Relocation has always been central to the Irish experience, but for most of Ireland’s history, the Irish have played the role of emigrant. Immigration, while always present in small numbers, has only become more central to Ireland’s identity recently.

For most, immigration fits. Ireland is an increasingly socially liberal society, one that’s transformed rapidly from a repressed-feeling state where homosexuality was only decriminalised in 1993 under intense pressure from EU courts, to one where, only 22 years later, gay marriage was legalised by popular vote.

Hip-hop’s trajectory has arguably been as dramatic. As recently as the late 00s, Ireland’s best-known example of hip-hop was a comedy duo called Rubberbandits, performing cutting comic satire with only oblique links to the music it spawned from.

And then it all changed: a pathway of rapid development, with the likes of Lethal Dialect and Mumblin Deaf Ro – later better known as an author under his real name, Ronan Hession – helping pave the way for a scene that would eventually be dominated by brilliant immigrants.

Rusangano Family were arguably the first Irish hip-hop act to gain truly notable international acclaim, winning the Choice Music Prize 2016 for a spectacular record that put immigrant-issues front and centre, ‘Let The Dead Bury The Dead’. In hit single ‘Heathrow’, they describe the alienation of entering the western world via one of Europe’s biggest hubs, the London airport.

Made up of a County Clare DJ, and childhood immigrants from Togo and Zimbabwe, the trio told the Irish Times “I know people who have been through the worst just to get here,” adding “It takes some people to tell the story in some way that’s relatable.” The Irish music scene related in a big way.

Meanwhile, parts of the rap scene have been driven forward by a collaborative collective run by an Englishman. Phil Udell is a long-time music journalist who switched to helping out the burgeoning domestic rap scene in his new home in Ireland when he saw its potential, forming Word Up Collective, now perhaps the most influential set of acts in Irish rap.

And then there’s the brilliant Denise Chaila, of Zambian roots, whose music loudly and proudly proclaims her Irishness and her broader identity, in smash hits like ‘Anseo’ (Irish for ‘here’). “I don’t think that I’ve found my place here, I think I made it,” she wrote in an essay on her own identity.

“Ireland is a nation of immigrants, and (white) Irish people, more than most white people around the globe, know what it’s like to experience cultural genocide, know what it means to leave your country to take refuge somewhere else,” she continues.

“I’m your black James Bond.

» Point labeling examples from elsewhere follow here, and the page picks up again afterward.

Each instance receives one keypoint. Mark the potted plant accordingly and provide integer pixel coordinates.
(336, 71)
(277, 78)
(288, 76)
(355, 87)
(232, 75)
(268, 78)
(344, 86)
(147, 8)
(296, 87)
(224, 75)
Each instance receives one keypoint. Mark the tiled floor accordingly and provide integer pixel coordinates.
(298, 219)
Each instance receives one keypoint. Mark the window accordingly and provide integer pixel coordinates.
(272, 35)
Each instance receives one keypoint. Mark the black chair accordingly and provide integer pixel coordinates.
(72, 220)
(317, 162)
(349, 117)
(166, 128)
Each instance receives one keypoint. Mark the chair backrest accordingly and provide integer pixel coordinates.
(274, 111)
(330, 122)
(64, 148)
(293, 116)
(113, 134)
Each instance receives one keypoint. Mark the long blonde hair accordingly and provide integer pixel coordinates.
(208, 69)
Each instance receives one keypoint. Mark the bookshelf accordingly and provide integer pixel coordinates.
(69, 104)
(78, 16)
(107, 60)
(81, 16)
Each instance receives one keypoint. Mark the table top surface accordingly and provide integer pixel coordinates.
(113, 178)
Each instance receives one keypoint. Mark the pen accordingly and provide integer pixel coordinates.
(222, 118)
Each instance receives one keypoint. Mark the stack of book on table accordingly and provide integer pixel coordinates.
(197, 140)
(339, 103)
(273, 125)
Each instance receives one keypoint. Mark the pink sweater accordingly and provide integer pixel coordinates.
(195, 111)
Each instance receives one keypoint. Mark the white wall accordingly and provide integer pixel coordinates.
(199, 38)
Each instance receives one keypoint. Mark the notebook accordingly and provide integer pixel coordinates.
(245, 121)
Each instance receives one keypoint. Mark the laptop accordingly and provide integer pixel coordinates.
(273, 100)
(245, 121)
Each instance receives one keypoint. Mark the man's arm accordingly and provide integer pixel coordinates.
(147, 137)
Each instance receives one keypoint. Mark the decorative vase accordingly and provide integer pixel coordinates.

Anseo. Spice box, taxi by the Centra. Anseo.”

And the list goes on: Simi Crowns (born in Lagos, Nigeria, he moved to Dublin at the age of eleven) raps with a weighty Yoruba accent and won the Best Upcoming Artist award at the Irish African Music Awards. “I will not be satisfied until the listeners love or hate what I do, there’s no room for them to choose not to express some sort of emotion,” he said of his punchy style.

Much-hyped Emzee A hails from within the same borders, while Rejjie Snow, of part Jamaican, part Nigerian heritage, has played alongside Madonna and Kendrick Lamar and worked with MF Doom. He delivers brilliant Irish language insight, adding “You have to make new experiences on the earth. It’s the only way to understand yourself, but it’s also the only way to find your place in the world.” Right now, the scene shines, its lights having landed from beyond our borders.

After all, Ireland still remembers the famous put down that met many of their own in Britain: No Blacks. No Dogs. No Irish. And by and large, Ireland embraces diversity, and how now it lights up in our music. Diversity is, after all, strength.